God has taken to Himself our weakness and infirmity, piling up in His own body our illness and sores. Not one spot was left untouched; our pain became His. From the top of His head to the soles of His feet, He was wounded because of our cruelty to one another. It pleased God to afflict Christ, the Redeemer, with our infirmities---not to punish---but to bring us to health. Only He could take this body of death to the new life of resurrection from the dead. The body we now have becomes a new creation in the Son of God. We rise to a life where there are no tears and where pain does not exist.
What mother or father, if their child commits a crime, would not gladly take upon themselves the punishment, if they knew the child would go free and live a wholesome life afterwards?
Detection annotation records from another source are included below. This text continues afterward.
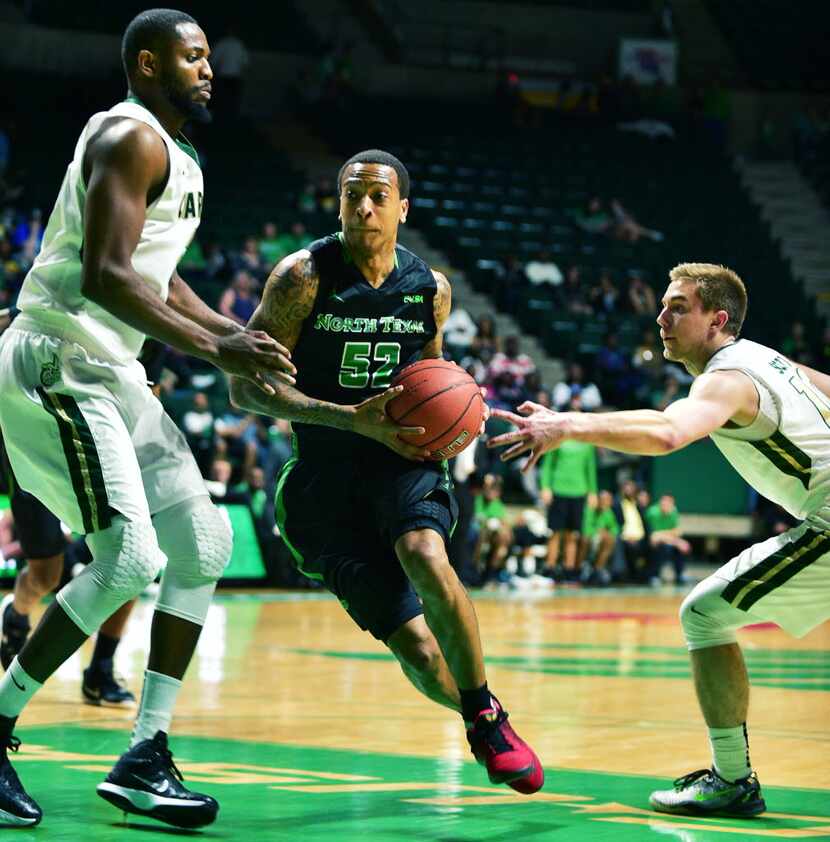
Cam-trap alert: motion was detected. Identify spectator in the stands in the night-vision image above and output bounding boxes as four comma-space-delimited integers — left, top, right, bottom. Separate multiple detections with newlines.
611, 199, 663, 243
474, 474, 512, 585
614, 480, 649, 583
210, 24, 251, 119
178, 237, 207, 284
316, 178, 340, 213
297, 183, 317, 213
473, 316, 501, 363
628, 272, 657, 316
219, 269, 259, 325
232, 236, 272, 281
539, 396, 597, 582
594, 331, 631, 406
552, 362, 602, 412
525, 251, 564, 287
580, 491, 620, 587
182, 392, 215, 476
213, 406, 257, 482
591, 269, 620, 316
444, 307, 477, 362
488, 336, 536, 384
12, 208, 43, 272
561, 266, 594, 316
646, 494, 692, 585
259, 222, 291, 269
631, 328, 664, 382
251, 415, 291, 493
574, 196, 614, 234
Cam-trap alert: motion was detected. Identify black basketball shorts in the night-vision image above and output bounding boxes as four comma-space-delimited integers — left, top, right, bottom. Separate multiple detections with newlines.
276, 451, 458, 642
548, 496, 585, 532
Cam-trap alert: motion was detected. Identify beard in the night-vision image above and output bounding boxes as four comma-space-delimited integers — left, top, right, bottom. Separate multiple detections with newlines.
161, 77, 213, 123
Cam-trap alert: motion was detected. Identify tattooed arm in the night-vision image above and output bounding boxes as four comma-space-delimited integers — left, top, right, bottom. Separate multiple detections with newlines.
421, 269, 452, 360
230, 250, 428, 461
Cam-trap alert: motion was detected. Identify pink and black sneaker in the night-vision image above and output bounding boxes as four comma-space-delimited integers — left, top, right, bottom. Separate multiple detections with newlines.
467, 699, 545, 795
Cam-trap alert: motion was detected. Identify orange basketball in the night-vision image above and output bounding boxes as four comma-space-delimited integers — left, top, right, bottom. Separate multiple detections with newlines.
386, 360, 484, 462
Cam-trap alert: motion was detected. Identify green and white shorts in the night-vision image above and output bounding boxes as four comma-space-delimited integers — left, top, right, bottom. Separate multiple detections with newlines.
0, 325, 208, 533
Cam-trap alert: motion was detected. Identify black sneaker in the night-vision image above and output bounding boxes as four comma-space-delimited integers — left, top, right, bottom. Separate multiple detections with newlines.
0, 717, 43, 827
0, 592, 31, 670
649, 769, 767, 818
81, 658, 135, 707
97, 731, 219, 828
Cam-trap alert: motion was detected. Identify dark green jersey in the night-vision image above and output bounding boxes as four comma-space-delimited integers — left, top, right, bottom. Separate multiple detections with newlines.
292, 234, 437, 455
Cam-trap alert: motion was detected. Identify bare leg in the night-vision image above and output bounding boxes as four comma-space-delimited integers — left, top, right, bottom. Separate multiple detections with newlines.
691, 643, 749, 728
13, 553, 63, 614
386, 616, 461, 713
395, 529, 487, 690
18, 602, 87, 684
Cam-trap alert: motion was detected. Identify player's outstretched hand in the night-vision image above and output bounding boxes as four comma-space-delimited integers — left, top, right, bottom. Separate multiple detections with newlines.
487, 401, 565, 471
217, 328, 297, 395
354, 386, 429, 462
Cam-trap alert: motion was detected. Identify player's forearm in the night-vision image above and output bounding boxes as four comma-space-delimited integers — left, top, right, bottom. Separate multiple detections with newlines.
167, 273, 244, 336
230, 377, 354, 432
565, 409, 683, 456
82, 269, 219, 363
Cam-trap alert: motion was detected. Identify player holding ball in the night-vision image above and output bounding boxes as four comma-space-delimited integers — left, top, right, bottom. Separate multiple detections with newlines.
231, 149, 544, 793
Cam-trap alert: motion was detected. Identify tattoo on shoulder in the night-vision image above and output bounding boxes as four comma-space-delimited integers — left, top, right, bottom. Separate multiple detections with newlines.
250, 252, 320, 339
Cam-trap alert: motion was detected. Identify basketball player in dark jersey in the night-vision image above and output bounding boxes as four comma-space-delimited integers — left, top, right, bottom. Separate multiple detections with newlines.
231, 150, 544, 792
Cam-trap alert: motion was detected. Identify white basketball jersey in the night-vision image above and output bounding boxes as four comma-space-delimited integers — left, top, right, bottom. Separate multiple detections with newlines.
15, 98, 204, 364
704, 339, 830, 528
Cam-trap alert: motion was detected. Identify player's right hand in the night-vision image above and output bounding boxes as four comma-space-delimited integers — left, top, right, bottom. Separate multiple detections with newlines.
354, 386, 429, 462
216, 328, 297, 395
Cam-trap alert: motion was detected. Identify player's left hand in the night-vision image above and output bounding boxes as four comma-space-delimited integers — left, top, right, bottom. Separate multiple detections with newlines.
487, 401, 565, 473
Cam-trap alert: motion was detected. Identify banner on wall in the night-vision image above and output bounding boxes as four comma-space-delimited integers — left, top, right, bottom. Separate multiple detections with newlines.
619, 38, 677, 85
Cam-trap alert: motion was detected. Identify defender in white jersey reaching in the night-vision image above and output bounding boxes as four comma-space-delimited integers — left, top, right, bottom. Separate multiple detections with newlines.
0, 9, 294, 827
488, 263, 830, 816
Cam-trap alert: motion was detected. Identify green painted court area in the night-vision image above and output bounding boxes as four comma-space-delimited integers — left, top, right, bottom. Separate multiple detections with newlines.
11, 726, 830, 842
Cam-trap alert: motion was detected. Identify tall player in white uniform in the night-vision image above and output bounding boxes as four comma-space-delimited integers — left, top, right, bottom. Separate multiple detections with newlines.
0, 9, 294, 827
489, 263, 830, 816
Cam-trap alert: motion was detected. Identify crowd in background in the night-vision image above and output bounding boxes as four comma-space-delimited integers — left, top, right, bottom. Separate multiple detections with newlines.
0, 121, 830, 588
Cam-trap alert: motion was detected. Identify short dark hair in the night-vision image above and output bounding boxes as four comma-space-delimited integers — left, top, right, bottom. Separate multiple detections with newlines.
337, 149, 409, 199
121, 9, 199, 79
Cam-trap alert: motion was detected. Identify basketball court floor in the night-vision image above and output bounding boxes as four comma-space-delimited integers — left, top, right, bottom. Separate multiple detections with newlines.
14, 589, 830, 842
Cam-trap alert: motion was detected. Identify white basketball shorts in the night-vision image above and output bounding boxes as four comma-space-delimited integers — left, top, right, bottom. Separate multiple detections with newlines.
0, 325, 208, 534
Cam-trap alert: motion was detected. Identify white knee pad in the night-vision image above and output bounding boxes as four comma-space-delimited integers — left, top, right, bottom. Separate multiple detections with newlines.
680, 576, 752, 651
57, 517, 164, 635
153, 496, 233, 626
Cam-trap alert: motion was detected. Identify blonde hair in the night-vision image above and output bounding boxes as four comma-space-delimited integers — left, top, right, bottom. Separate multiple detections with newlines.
669, 263, 747, 336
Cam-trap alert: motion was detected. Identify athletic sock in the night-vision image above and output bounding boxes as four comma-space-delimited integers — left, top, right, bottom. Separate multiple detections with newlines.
459, 681, 493, 726
89, 632, 121, 671
0, 657, 43, 718
131, 670, 182, 748
709, 722, 752, 783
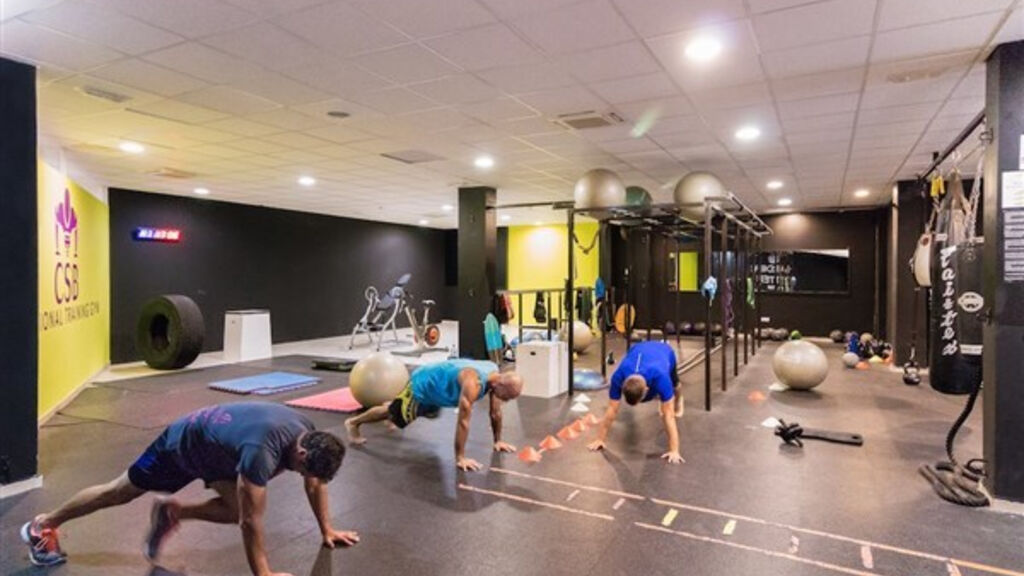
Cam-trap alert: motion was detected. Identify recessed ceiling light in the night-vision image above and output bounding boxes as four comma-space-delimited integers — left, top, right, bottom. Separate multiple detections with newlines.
118, 140, 145, 154
736, 126, 761, 142
686, 36, 722, 64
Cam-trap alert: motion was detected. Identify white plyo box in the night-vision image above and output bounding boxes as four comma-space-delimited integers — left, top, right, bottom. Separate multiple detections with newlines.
515, 341, 569, 398
224, 310, 273, 362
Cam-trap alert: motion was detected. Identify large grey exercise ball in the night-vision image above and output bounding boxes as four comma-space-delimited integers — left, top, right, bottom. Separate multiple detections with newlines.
673, 170, 725, 221
573, 168, 626, 209
771, 340, 828, 390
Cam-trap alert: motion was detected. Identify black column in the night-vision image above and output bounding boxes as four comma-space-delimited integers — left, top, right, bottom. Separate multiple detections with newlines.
0, 58, 39, 484
458, 187, 498, 360
983, 42, 1024, 500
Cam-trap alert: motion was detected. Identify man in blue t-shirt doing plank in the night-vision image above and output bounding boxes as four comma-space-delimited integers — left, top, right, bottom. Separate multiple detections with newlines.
22, 402, 359, 576
345, 360, 522, 470
587, 342, 683, 464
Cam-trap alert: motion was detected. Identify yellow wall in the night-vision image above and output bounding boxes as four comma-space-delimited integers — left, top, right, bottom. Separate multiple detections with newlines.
38, 162, 111, 417
508, 222, 607, 324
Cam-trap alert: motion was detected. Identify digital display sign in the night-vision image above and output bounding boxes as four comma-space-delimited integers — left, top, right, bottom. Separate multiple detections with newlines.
131, 227, 181, 243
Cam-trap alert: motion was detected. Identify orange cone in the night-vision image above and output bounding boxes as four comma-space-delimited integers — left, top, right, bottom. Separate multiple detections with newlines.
541, 436, 562, 450
519, 446, 542, 464
557, 426, 580, 440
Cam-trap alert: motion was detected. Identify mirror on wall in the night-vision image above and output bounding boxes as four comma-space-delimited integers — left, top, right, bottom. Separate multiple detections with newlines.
756, 248, 850, 294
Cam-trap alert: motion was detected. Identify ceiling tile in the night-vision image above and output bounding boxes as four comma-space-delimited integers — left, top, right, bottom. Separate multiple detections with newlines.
560, 41, 662, 82
23, 0, 183, 54
143, 42, 262, 84
879, 0, 1013, 31
426, 24, 542, 71
762, 36, 871, 78
513, 0, 635, 54
754, 0, 877, 51
871, 12, 1002, 61
352, 0, 495, 38
94, 0, 256, 38
203, 22, 321, 71
462, 97, 537, 122
614, 0, 745, 38
272, 2, 409, 55
590, 72, 679, 104
409, 74, 501, 105
520, 86, 607, 116
350, 88, 440, 115
476, 63, 577, 94
90, 58, 207, 96
355, 44, 459, 84
0, 20, 122, 72
285, 57, 392, 97
778, 92, 860, 122
177, 86, 279, 115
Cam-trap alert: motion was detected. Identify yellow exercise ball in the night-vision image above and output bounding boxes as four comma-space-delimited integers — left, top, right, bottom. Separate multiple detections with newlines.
573, 168, 626, 209
672, 170, 725, 221
348, 352, 409, 408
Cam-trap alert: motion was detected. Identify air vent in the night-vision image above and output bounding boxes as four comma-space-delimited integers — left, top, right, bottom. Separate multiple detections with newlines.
555, 110, 623, 130
146, 166, 196, 180
75, 86, 131, 104
381, 150, 444, 164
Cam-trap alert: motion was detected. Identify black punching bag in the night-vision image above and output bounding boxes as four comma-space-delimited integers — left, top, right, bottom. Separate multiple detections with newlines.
929, 238, 985, 395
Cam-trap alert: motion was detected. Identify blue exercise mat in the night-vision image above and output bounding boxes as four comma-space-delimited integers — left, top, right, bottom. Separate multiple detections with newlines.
210, 372, 319, 396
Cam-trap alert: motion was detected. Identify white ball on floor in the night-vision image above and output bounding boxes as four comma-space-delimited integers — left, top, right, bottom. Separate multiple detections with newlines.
348, 352, 409, 408
771, 340, 828, 390
558, 320, 594, 354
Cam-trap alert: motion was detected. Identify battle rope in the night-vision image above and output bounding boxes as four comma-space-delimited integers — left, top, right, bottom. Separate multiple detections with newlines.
918, 385, 989, 507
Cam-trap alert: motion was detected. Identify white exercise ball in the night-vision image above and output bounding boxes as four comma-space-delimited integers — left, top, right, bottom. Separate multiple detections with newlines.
573, 168, 626, 209
771, 340, 828, 390
348, 352, 409, 408
672, 170, 725, 221
558, 320, 594, 354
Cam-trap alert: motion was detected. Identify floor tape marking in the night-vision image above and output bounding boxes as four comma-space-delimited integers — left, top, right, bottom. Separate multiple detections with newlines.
634, 522, 878, 576
459, 484, 615, 521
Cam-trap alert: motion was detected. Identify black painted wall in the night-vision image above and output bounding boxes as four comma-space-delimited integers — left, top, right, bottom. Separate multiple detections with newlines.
0, 58, 39, 484
110, 190, 455, 363
598, 210, 887, 336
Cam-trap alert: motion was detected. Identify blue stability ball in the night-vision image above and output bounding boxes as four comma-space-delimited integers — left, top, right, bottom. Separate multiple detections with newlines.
572, 368, 606, 390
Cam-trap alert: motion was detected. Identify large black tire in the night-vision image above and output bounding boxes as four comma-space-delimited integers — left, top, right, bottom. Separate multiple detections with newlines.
135, 294, 206, 370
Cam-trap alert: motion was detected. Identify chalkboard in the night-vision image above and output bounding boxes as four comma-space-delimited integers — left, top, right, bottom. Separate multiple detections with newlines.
756, 248, 850, 294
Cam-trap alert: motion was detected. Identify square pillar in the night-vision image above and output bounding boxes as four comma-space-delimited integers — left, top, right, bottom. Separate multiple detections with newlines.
456, 187, 498, 360
983, 42, 1024, 501
0, 58, 39, 485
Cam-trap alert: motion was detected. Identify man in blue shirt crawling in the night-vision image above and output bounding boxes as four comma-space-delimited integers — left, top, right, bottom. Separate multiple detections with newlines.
587, 342, 683, 464
345, 359, 522, 470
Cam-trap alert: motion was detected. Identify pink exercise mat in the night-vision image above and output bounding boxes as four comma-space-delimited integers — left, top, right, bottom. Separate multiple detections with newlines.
285, 387, 362, 412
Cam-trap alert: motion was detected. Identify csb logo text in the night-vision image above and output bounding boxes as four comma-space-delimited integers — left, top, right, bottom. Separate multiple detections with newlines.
53, 189, 79, 304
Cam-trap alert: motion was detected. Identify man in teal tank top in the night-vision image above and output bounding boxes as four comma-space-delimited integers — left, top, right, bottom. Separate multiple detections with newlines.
345, 359, 522, 470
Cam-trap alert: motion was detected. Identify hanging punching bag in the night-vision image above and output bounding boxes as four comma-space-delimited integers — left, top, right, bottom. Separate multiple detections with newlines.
929, 170, 985, 395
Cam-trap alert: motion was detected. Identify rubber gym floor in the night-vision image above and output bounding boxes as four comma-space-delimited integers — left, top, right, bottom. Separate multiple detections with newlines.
0, 340, 1024, 576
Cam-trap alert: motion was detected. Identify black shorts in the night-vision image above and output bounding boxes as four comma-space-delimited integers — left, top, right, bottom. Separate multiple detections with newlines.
387, 382, 437, 428
128, 435, 199, 494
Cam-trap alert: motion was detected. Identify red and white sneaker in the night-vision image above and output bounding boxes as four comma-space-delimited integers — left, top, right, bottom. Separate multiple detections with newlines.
22, 521, 68, 566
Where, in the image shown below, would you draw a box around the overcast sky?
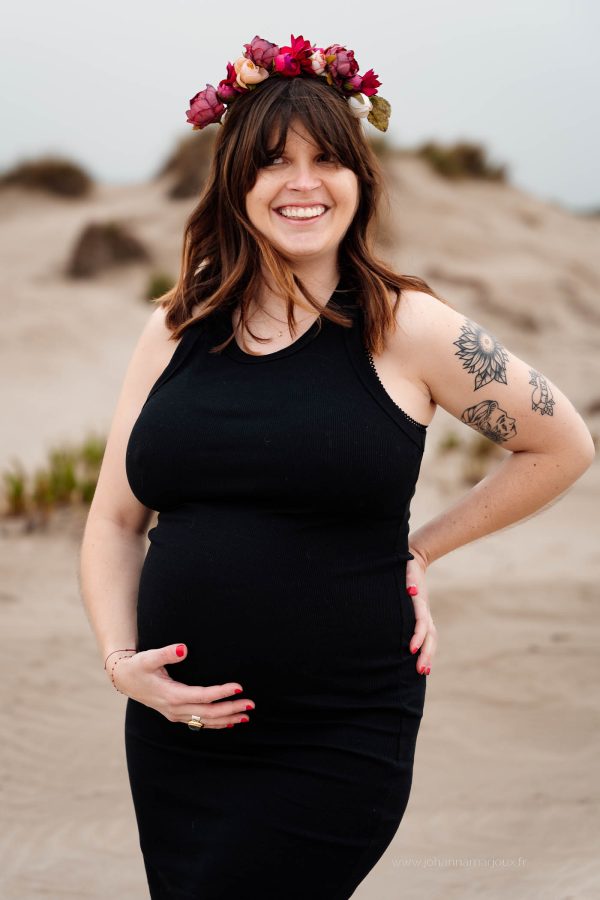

It now seems that Joren van der Sloot's father might actually have helped his son dispose of the body of the girl in Aruba. But the anguish of what his son had done eventually destroyed the father, who knowingly took upon himself the guilt that his son might live. In this case, the analogy breaks down, for the son went on to kill again. But still, the father's dilemma: to die himself, almost in place of his son, or to allow the son to undergo the punishment, and maybe even death.
In Jesus, the criminal nature He took to death is gone for good; what He brought back was a new spiritual life, no longer inclined to evil, but animated by and alive to the Spirit of God---the persons we were created to be, not what sin had made of us. If only the death of Van der Sloot's father could have accomplished the same!